Racing strategically

Unless you've been tucked away in a mountain retreat on holiday, you won't have missed the IAAF athletics taking place in Stratford, London, over the last few weeks. From Bolt losing to Gatlin in the 100m final, to Makwala running solo in the wake of the norovirus outbreak to qualify for the men's 400m, the event has been spectacular.

I couldn't help noticing a recurring theme in the commentary from sports pundits, with numerous authorities describing how athletes have been competing 'strategically' in their events. For example, Michael Jordan commented how Allyson Felix, the USA 200m sprinter, adopted a race strategy to take the curve with her fellow competitors in sight and then chase them down on the straight, taking the lead in the final stages. Sorry Michael, but this is not a strategy.

To achieve her objective she would have to run faster than her rivals...

Whilst running the race, Allyson would have to adopt certain tactics in order to achieve her objective, which was undoubtedly to win and walk away with a gold medal. To win, she would have to run faster than her rivals. Allyson's strategy was to train hard, really hard, making her quicker, stronger and better prepared to take on the world's top 200m runners. Her strategy will likely have included tactics such as training at altitude, up hills, track drills and sprints at various heart rates in different zones, equipping her with the necessary abilities to take the top prize. Allyson then employed these tactics on race day, although not as well as she might have hoped in Stratford as she lost gold to a fellow US competitor.

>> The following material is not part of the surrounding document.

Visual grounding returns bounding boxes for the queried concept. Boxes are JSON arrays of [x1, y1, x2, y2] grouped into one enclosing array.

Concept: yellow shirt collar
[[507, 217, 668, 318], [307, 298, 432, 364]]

I think you meant tactics there, Michael

The word 'strategy' is currently used with such carefree abandon to describe clever or innovative approaches to achieve goals that it's true meaning has become lost. As a result of this misunderstanding, it is applied incorrectly by so many who claim to be strategic.

This is true in business too, with managers authoritatively throwing the phrase around to elevate their activities to a more intelligent level. However, few that I've encountered are truly strategic in their approach to achieving objectives, and fail to set a long term vision with a strategy to make that vision a reality. Many opt for short term tactic-only practices with no clear objectives, which increases the likelihood of failure or even knowing if you've achieved that objective! Maybe Allyson's tactics were at fault on the night, or maybe her strategy didn’t utilise those tactics correctly. She may have simply been suffering from the onset of norovirus, who knows, I hear there's a lot of it about.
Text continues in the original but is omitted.